The first comment on Lukas’s Delores Labs blog post suggests that if a business can’t survive a 7 hour outtage, then something must be wrong with the products or the business itself.

Service outtages do more damage than just lost sales. They damage your site’s reputation, which is much harder to repair than lost sales. Web consumers are very flighty and very finicky and generally follow patterns of addiction with their favorite web sites.  That is, when they can’t get to their favorite sites, they get cranky.  When they can’t get to their favorite sites for hours at a time, they find a new favorite and probably never return.  Worse, they will shift from being advocates for your web site to vocal critics, and thus indirectly channel traffic away from your site via the social network influencer effect.

Few online services today do not have a close competitor, and the barrier to switching is usually little more than inconvenience and emotion.  The best way to retain your current customers is to not give them a reason to go looking at alternatives. Consumers are couch potatoes – as long as they’re satisfied enough with what they have, they aren’t likely to pay attention to alternatives – even when they have criticisms of the product, and even when the alternatives are superior.  Same as TV:  If you like the current program, you’re less likely to switch channels.  (Works great until the most disruptive element in commercial television – the commercial break) 

I think part of the problem, part of what is missing from hosting providers such as Amazon’s S3 and Google App Engine are service agreements that provide meaningful consequences in the event of service failure.  Google offers no service guarantees – it’s up when it’s up, and we’ll get around to fixing it when it breaks when we can.  The Google engineers definitely have their hearts and souls in fixing things ASAP, but Google the corporation protects the koffers and offers no promises.  Lukas indicates that Amazon S3 offers a 25% refund in the form of future service credits in the event of outtages.  25% might take a bite out of Amazon’s profit margin, but it doesn’t come anywhere close to the kind of horriffic damages provided by “utility grade” service agreements. 

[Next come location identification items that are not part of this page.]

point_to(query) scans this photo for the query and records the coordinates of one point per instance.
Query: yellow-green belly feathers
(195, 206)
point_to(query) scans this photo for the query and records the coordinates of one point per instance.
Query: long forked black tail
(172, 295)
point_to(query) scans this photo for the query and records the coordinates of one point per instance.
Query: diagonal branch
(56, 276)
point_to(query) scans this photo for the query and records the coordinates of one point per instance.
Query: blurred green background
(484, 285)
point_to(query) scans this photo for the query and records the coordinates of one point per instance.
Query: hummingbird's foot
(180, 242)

Hosting services don’t yet conduct themselves as true utility grade operations.  Compare the service level agreements of any online service with those of, say, an electrical power company.  If you’re a multimegawatt industrial power customer, chances are good that you can demand service level agreements that are downright terrifying to the service provider. From friends and colleagues I hear stories of manufacturing plants in Silicon Valley that crank out a million dollars worth of product per hour, every hour, 24 hours a day, 360 days a year (allowing for only 5 days of systemwide downtime). When the power fails, the service agreement has the power company make up for the plant’s losses – the power company is held responsible for that million dollars per hour, until they fix the problem and restore power service.

Now that’s what I call an incentive.  Invest in redundant systems, continuous monitoring, and rapid response teams, or your power company will go broke within minutes of the first outtage.

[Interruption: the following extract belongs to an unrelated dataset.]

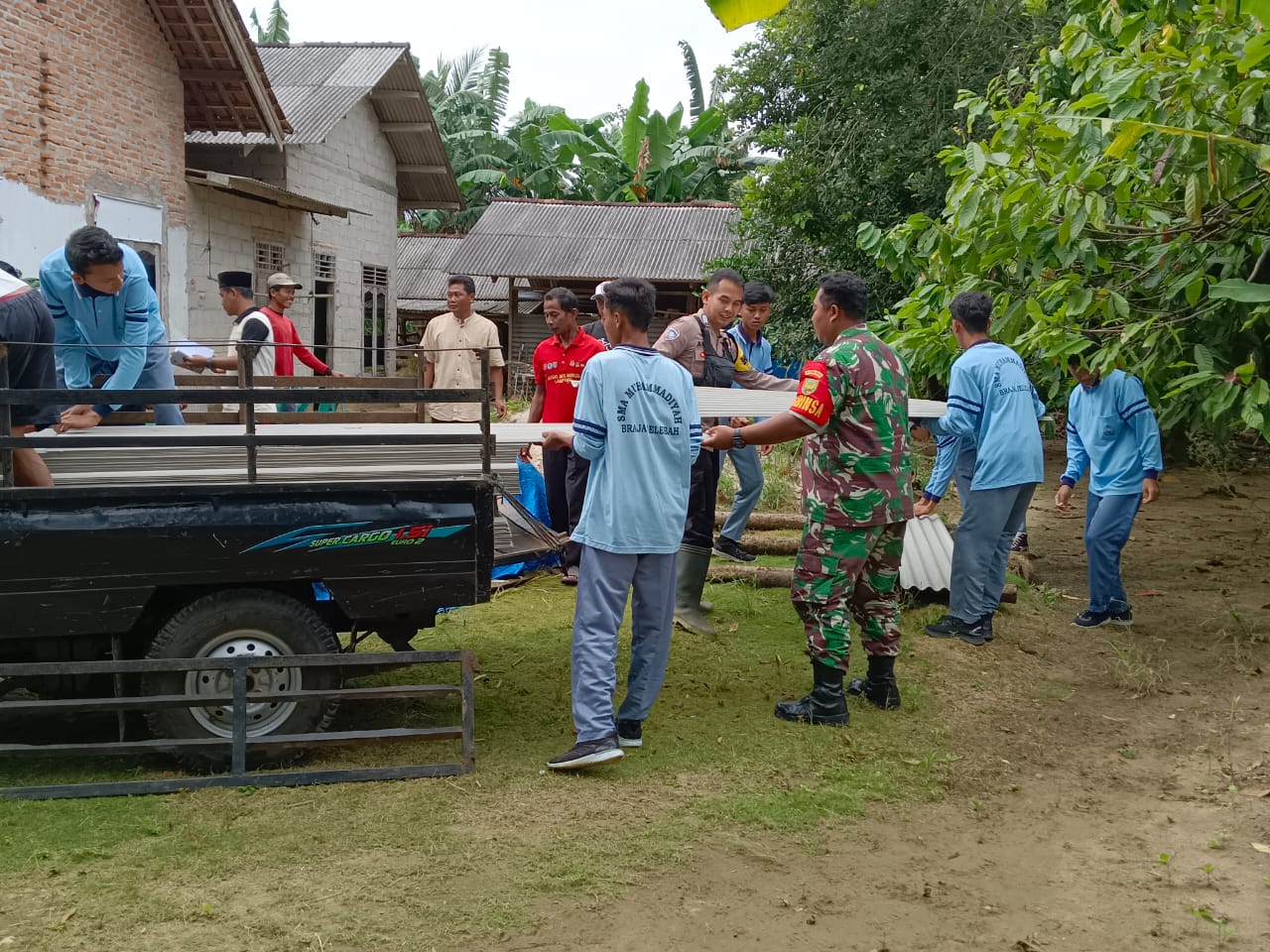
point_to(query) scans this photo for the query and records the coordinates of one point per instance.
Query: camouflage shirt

Hosting provider service level agreements won’t leap to the extreme of 2x loss of business damages, but as new players enter the hosting market, they will have to do something to differentiate themselves from other hosting services.  There’s not a lot of room for differentiation in the hardware or the service itself, so the new guys will have to distinguish themselves on cost and service guarantees.  A new hosting provider will make deeper concessions to the consumer in service agreements than the old guard offered.  Google and Amazon don’t need to offer significant service level guarantees primarily because nobody else is forcing their hand by offering better.  Over time, competitive pressures will force an improvement in service level agreements for online hosting services as the hosting market becomes deeply commoditized.

All we need now are more competitors.